In Serre's book Galois cohomology he describes an example of a field with trivial Brauer group that is not of dimension $\leq 1$, as follows:
Exercise II.3.1.1. Let $k_0$ be a field of characteristic $0$ such that $k_0$ has no nontrivial abelian extensions, but $k_0 \neq \overline{k_0}$. (An example is the compositum of all finite solvable Galois extensions of $\mathbb{Q}$). Let $k = k_0((T))$, then $\text{Br}(k) = 0$, while $k$ is not of dimension $\leq 1$.
I can understand the second part of the statement, but the first part is giving me some trouble.

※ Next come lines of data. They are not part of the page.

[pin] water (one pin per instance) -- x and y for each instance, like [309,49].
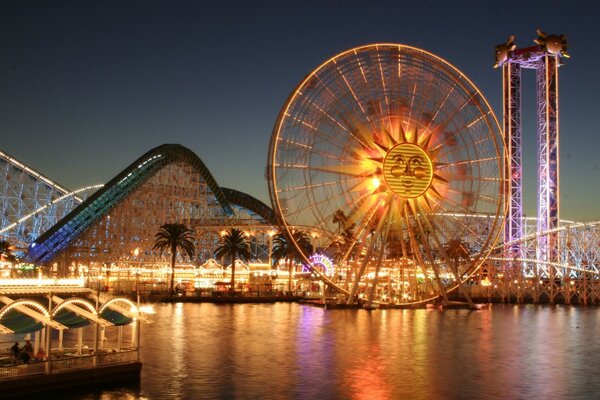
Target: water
[290,351]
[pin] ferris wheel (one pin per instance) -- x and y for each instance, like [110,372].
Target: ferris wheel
[396,157]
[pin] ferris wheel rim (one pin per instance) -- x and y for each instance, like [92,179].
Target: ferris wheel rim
[490,120]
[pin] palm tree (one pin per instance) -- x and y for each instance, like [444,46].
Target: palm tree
[456,251]
[6,252]
[234,245]
[284,250]
[172,237]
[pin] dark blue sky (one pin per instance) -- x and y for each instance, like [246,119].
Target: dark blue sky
[87,87]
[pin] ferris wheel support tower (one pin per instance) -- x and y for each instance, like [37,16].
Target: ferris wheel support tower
[545,59]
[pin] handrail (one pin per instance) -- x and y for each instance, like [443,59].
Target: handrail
[64,363]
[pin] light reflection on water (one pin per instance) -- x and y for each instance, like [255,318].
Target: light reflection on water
[275,351]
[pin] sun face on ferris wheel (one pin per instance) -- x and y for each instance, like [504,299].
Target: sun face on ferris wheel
[392,154]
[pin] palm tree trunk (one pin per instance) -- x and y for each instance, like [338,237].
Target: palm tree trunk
[173,256]
[462,288]
[232,286]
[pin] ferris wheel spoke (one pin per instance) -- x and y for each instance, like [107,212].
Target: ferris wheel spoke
[352,92]
[371,238]
[440,107]
[404,144]
[317,204]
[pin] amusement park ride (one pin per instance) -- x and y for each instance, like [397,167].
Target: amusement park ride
[390,154]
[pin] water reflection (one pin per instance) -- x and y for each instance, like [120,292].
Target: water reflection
[280,351]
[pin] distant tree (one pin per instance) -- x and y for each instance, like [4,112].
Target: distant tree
[234,245]
[283,249]
[173,237]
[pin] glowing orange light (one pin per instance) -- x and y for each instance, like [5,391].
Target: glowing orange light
[375,183]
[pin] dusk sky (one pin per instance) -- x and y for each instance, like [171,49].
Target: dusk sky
[87,87]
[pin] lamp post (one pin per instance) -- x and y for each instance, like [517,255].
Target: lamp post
[271,233]
[136,253]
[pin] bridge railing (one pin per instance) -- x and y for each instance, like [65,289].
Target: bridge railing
[66,362]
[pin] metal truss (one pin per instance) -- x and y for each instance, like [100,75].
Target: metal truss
[544,59]
[116,225]
[573,278]
[511,74]
[30,202]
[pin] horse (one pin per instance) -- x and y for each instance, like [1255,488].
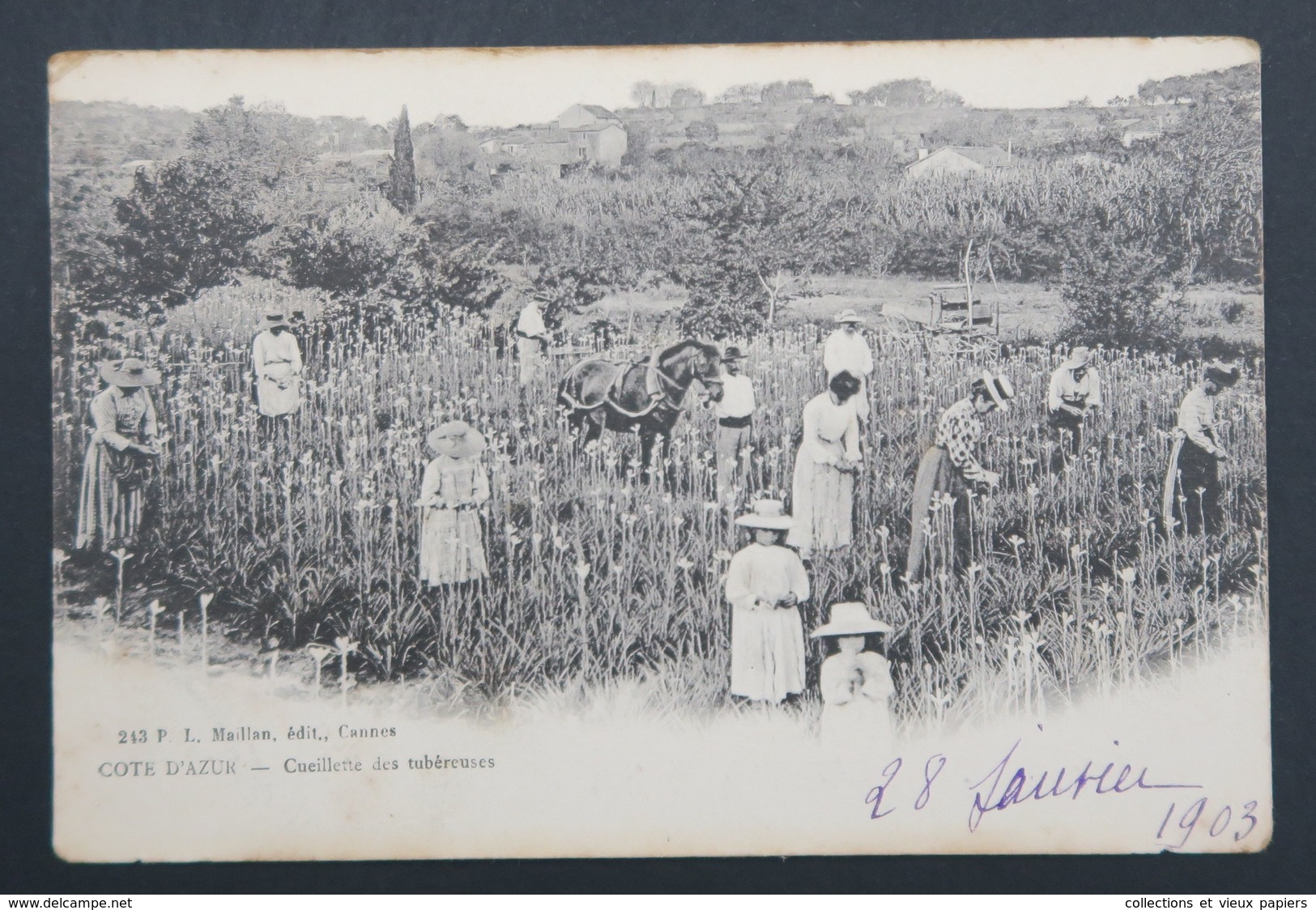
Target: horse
[638,398]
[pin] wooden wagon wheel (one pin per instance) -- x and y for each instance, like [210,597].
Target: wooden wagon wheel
[940,343]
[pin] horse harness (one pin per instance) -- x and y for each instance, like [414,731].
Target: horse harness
[654,381]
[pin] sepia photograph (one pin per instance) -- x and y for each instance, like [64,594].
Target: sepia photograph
[732,450]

The questions I have are as follows:
Does $\text{Br}(k_0) = 0$ hold for any field (with characteristic zero) and no nontrivial abelian extensions?

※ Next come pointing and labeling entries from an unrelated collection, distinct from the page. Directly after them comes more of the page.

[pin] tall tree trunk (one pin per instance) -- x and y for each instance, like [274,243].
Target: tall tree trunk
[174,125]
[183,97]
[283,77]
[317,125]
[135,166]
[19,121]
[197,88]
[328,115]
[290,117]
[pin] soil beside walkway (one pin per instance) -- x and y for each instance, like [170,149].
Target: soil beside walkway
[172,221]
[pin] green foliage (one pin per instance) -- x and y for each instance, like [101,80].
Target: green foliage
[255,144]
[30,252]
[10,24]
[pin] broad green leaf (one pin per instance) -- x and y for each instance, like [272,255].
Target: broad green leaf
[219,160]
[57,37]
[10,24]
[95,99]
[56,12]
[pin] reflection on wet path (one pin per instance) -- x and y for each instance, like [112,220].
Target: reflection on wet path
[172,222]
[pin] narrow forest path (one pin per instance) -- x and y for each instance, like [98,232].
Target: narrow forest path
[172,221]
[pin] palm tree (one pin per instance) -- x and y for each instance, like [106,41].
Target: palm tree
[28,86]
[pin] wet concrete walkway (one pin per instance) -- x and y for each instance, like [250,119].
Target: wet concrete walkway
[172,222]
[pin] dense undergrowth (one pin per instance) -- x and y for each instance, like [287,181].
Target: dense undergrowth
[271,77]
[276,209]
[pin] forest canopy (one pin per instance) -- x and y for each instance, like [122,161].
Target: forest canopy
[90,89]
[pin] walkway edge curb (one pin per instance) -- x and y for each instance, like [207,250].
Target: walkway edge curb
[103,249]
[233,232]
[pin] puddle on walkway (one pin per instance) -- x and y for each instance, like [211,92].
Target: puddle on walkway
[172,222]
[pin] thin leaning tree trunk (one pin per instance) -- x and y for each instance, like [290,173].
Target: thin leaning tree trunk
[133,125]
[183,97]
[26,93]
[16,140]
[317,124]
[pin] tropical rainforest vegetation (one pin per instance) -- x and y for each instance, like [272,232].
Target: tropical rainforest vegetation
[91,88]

Can one compare the relative Brauer groups $\text{Br}(\overline{k_0}/k_0)$ and $\text{Br}(\overline{k_0}((T))/k_0((T)))$? Are there conditions for which they are equal?
The reason for these questions is as follows (using $k = k_0((T))$ for readability): from the tower $\overline{k} / \overline{k_0}((T)) / k$, denoting $G = \text{Gal}(\overline{k}/k)$, $N = \text{Gal}(\overline{k}/\overline{k_0}((T)))$ and $H = \text{Gal}(\overline{k_0}((T))/k)$ one obtains an exact sequence $1 \to N \to G \to H \to 1$, which results in an exact sequence
$0 \to \text{Br}(\overline{k_0}((T))/k) \to \text{Br}(k) \to \text{Br}(\overline{k_0}((T))$.
However, this last Brauer group is zero as the field is $C_1$. Thus it suffices to show that $\text{Br}(\overline{k_0}((T))/k) = 0$. This is where the second (and subsequently the first) question comes in.
I would appreciate any hints and/or references.